An Education

One of my degrees is in Educational Broadcasting, I sit on the Course Board of a leading film and television institution and carry with me a keen interest in our education system, and I despair how we educate for yesterday and not tomorrow.

For example, I believe that every child in the UK should be taught to type and to code in the same way they learn to read and count. Of course, education isn't just about life skills, but as we live in an increasingly complex world where such skills are not just necessary, but are also pre-requisites for the jobs market.

But even this isn't enough. We need a new approach that does not defer to tradition, history and dogma. The main purpose of our current education system was to turn out good Christians and clerks to run global empires.

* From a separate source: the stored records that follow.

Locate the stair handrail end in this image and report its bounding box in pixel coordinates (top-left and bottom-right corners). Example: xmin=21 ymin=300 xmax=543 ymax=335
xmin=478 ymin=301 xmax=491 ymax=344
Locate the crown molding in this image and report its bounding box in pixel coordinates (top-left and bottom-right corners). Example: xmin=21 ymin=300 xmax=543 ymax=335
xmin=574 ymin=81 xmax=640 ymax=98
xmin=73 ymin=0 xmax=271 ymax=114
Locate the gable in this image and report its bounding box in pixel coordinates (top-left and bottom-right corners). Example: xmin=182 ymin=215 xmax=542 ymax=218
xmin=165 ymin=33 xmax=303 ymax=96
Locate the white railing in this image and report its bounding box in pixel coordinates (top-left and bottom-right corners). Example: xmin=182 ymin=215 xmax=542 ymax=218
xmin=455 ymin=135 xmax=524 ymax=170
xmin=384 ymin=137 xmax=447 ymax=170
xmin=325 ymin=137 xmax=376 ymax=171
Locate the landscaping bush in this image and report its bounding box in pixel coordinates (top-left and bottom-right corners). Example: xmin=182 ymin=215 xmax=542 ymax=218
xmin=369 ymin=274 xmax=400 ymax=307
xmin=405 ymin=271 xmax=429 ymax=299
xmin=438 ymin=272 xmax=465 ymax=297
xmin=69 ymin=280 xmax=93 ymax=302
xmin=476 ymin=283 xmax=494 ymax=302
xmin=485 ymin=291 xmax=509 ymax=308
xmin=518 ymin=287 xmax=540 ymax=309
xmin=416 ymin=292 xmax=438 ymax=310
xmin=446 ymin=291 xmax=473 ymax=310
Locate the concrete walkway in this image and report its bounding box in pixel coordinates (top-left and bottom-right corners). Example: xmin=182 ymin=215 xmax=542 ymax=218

Sad to say these days, I never, ever look at educational qualifications when employing : frankly, with nearly everyone achieving a degree, they are almost meaningless. Sending everyone to degree based higher education was a crazy idea, like most of Tony Blair's policies.

Of course, in the US, degrees are based on how much you can pay and, at their most expensive, can buy your way into the right Wall St positions. Hardly any leading entrepreneurial companies in the US were founded by graduates, let alone masters or doctorate level students.

The internet makes knowledge available like never before, and the use of video for self-education has been pioneered by the likes of the Khan Academy and venerable establishments such as Harvard, but this isn't enough. Words like discipline, structure and rigour have long been used when it comes to education, but this is all wrong. Much learning is best done in informal circumstances, as Rousseau proposed a long time ago.

The changes being made in the UK to education are tinkering around the edges by a Minister who is looking too much into the past. In the US, where there is an administrator for every teacher, the situation is even more dire for many students.

But before long they may be an irrelevance as education becomes the latest industry to be totally transformed by technology.